As a single 23 year old looking to start school full-time and working two mentally and physically stressful jobs, most people would describe me as a workaholic. I like to think of it as being hardworking in pursuit of my goals, though there are times when I think of it more in terms of not wanting to be poor – something we can all relate to these days. Even though I know my work ethic and the job experience I’m gaining are helping me get closer to a financially stable and rewarding career, I’m also beginning to realize what my friends have been telling me for years: I work too much. Don’t get me wrong though. Both of my jobs (one full-time, one part-time) have me caring for developmentally disabled adults in their homes, and I absolutely love it. I feel very lucky that three years ago I fell into a job that I love at the young age of 20. I wouldn’t trade the experience this field of work has provided me for anything. That being said, though, I have been trading away my free-time in exchange for a paycheck that I rarely spend on anything fun. And I guess that’s where this blog comes in. One thing I’ve learned these past few years is that I’m a really good planner… as long as those plans aren’t for my own life. In my own life I’ve been more of a dreamer. I’ve always believed in the power and reality of everyone else’s dreams; however, I guess it’s only been a recent discovery for me that my own dreams can be a reality. In the short 23 years I’ve been alive I’ve had to very quickly learn some of the harsh lessons this life has to teach, and until this year, I’ve let those things skew how I viewed what I can accomplish. Sob stories aside, I’m now understanding that I need to turn my own dreams into plans. In terms of physical fitness and general health I’m a resolutioner this year. What can I say? I’m a sucker for “new beginnings” as they were. I’m proud to say that since January 1st, I’ve lost nearly 20 lbs, and I’m still going strong. Weight loss has always been one of those dreams I never really believed in the reality of before. But as I’ve made progress these last two months, I’m starting to ask myself, “Why not?” Why not go skydiving? Why not travel? Why not take a naked yoga class? So I made a list, and you guessed it… all of those are on it. Perhaps it’s a bit cliche, but I’ve chosen 30 things to do before I turn 30. If you’ve made it this far,  I’m sure you’re waiting to see what made the list. So without further ado…

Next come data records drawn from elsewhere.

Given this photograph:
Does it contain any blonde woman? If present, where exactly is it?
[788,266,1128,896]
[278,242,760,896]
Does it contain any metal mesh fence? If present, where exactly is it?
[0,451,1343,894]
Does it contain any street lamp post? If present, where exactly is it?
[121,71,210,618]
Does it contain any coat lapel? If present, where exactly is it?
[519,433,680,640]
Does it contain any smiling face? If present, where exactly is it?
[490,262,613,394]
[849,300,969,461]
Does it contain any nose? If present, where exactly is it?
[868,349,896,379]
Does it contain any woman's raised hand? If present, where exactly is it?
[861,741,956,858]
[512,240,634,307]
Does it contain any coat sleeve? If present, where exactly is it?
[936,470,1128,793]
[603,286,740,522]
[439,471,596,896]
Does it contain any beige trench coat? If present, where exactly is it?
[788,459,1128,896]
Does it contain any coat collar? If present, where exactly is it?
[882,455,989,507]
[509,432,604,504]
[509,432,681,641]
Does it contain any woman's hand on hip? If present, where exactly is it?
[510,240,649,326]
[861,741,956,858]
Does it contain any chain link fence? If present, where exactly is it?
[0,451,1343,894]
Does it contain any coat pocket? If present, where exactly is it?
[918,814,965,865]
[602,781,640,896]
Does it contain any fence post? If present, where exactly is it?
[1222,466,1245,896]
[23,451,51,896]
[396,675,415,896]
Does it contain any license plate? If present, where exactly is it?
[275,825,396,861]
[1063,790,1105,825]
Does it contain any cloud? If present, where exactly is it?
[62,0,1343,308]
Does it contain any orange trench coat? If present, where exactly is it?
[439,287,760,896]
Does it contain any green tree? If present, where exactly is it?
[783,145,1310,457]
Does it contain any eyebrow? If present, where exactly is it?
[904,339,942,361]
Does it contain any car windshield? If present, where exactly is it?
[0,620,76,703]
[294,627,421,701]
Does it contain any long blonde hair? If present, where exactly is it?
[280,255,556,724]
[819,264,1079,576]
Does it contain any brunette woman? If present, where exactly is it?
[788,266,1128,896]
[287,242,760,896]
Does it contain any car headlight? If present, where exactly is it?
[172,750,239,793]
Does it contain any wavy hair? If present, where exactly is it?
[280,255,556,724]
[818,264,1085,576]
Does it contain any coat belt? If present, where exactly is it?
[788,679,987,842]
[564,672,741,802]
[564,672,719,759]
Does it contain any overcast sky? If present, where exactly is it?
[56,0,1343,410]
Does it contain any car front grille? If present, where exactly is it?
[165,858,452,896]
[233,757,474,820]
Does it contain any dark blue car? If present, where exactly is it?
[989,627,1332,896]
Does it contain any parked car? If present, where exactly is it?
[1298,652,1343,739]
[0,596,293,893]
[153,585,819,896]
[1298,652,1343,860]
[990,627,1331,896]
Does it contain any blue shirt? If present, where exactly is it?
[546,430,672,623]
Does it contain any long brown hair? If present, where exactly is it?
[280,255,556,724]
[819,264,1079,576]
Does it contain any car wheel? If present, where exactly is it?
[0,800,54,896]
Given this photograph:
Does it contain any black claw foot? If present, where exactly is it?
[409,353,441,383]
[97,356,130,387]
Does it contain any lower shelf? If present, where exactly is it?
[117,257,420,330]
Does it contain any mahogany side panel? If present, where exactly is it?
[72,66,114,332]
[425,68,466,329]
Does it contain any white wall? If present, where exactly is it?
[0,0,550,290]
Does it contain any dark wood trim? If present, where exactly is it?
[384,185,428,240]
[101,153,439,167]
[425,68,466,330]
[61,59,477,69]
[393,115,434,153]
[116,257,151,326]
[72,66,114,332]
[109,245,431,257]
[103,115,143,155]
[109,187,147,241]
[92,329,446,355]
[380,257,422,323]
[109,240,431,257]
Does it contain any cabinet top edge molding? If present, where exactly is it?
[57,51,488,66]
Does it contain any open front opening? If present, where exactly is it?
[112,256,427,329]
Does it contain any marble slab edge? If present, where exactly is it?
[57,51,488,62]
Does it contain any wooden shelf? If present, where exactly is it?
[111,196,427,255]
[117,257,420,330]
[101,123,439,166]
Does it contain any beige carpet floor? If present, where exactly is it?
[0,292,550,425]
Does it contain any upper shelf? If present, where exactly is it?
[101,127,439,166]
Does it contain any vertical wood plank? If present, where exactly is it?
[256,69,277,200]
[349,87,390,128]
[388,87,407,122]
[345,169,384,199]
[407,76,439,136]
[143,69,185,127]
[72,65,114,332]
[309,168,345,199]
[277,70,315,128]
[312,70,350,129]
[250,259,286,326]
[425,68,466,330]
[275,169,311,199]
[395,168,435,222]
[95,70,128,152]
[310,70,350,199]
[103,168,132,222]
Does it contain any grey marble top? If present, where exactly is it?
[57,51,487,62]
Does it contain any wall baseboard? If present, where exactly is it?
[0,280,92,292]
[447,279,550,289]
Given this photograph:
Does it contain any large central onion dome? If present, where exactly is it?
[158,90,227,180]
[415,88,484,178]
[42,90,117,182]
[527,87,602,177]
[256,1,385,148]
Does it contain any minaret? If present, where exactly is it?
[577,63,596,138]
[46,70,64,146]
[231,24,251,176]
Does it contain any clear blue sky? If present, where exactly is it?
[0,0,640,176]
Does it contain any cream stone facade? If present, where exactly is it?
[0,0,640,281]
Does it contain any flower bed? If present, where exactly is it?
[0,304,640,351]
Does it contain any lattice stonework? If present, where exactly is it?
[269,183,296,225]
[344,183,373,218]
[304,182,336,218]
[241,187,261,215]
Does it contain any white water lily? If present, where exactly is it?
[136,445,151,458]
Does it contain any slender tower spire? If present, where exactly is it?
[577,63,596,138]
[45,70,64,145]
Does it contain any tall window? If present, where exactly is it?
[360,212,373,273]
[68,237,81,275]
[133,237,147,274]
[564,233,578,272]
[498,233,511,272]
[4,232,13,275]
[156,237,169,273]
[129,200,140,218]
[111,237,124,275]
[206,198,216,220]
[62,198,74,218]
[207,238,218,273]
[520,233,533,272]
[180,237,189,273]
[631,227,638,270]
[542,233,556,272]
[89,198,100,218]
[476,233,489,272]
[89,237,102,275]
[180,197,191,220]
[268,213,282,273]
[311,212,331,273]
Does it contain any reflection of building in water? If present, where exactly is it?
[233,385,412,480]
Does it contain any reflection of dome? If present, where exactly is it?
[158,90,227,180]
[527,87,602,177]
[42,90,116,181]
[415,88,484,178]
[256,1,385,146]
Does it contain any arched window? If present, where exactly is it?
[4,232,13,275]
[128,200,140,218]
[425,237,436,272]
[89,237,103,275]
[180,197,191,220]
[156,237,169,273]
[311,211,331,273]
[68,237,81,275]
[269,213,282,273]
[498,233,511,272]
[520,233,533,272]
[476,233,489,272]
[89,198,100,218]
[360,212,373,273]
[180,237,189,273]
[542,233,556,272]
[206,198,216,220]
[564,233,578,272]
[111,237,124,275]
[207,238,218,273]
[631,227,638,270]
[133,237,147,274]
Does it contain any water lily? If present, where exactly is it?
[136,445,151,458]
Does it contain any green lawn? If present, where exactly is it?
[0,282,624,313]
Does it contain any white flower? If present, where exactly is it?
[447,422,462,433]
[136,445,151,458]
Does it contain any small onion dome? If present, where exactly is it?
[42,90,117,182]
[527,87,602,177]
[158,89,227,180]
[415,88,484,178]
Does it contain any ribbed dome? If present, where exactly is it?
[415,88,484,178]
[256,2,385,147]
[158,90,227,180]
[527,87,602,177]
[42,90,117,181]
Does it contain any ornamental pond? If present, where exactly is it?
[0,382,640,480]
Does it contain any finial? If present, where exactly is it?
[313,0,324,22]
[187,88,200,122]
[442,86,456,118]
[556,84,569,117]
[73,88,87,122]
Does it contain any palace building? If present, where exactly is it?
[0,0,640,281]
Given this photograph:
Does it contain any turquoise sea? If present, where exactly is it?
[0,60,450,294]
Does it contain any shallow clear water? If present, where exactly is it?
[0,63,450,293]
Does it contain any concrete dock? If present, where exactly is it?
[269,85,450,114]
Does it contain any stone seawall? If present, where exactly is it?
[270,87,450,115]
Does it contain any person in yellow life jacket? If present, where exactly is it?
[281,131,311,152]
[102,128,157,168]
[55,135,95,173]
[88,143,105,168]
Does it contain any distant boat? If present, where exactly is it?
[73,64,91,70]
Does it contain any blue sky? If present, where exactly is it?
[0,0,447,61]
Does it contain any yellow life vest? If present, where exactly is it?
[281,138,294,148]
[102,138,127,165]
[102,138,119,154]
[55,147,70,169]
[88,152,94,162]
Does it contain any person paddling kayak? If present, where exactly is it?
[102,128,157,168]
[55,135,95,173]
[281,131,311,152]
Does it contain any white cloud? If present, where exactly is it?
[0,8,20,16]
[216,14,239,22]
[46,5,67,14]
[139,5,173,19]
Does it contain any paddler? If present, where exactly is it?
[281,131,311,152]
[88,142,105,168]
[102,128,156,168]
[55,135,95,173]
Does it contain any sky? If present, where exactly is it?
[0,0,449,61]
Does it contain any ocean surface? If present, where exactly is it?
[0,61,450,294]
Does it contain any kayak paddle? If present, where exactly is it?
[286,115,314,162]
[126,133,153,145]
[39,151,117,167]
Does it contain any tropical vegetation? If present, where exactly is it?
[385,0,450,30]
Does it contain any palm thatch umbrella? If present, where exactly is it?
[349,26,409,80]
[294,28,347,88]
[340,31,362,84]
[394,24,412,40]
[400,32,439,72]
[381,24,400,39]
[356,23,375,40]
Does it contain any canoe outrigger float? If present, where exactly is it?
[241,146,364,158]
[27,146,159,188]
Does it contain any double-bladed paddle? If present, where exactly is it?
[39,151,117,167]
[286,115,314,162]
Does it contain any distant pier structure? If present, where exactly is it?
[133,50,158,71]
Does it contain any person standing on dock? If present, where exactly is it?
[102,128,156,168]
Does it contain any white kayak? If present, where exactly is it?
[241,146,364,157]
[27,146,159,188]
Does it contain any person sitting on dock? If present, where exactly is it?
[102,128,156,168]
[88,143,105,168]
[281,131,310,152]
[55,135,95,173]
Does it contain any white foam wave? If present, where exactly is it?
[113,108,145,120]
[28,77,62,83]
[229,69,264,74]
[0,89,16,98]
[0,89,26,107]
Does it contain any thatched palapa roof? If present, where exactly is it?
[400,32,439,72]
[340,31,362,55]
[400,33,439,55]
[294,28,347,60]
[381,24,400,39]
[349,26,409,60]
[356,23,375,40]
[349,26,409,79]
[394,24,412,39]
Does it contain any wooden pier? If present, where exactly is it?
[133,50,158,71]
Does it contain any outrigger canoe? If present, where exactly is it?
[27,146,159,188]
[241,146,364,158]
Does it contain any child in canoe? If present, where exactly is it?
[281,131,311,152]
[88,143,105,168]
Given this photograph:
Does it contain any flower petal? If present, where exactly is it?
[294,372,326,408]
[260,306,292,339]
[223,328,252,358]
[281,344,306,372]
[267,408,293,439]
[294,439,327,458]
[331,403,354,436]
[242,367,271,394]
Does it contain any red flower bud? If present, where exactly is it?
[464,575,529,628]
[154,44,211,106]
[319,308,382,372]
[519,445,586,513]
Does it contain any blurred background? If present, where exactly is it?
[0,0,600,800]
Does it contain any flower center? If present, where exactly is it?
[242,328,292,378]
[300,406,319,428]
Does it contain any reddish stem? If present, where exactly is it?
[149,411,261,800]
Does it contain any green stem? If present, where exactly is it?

  1. Take pole dance classes
  2. Take boxing lessons
  3. Take belly dance classes
  4. Go skydiving
  5. Take ballroom dance classes
  6. Run a 7 minute mile
  7. Run a 5K
  8. Run a 10K
  9. Finish LPN program
  10. Finish LPN to ASN program
  11. Finish ASN to BSN program
  12. Take sign language classes
  13. Finish therapeutic massage certificate
  14. Visit Albuquerque Balloon Festival
  15. Visit Nantucket
  16. Visit Sequoia National Park
  17. Visit Maine
  18. Travel abroad
  19. Learn to ski
  20. Learn to snowboard
  21. Ride a zipline
  22. Finish my reading list
  23. Host a dinner party
  24. Host a Sunday brunch
  25. Participate in a poetry reading
  26. Sing karaoke
  27. Take a naked yoga class
  28. Learn to drive stick shift
  29. Buy a house
  30. Change someone’s life for the better

Every item on this list is something that I have been wanting to do for some time, but the majority of them are pretty far out of my comfort zone. I’m sure there are a few on here that will even surprise my friends (Hey, friends! Surprise!) I’ll explain some of my choices in later posts. For now… I’m off to nap before work!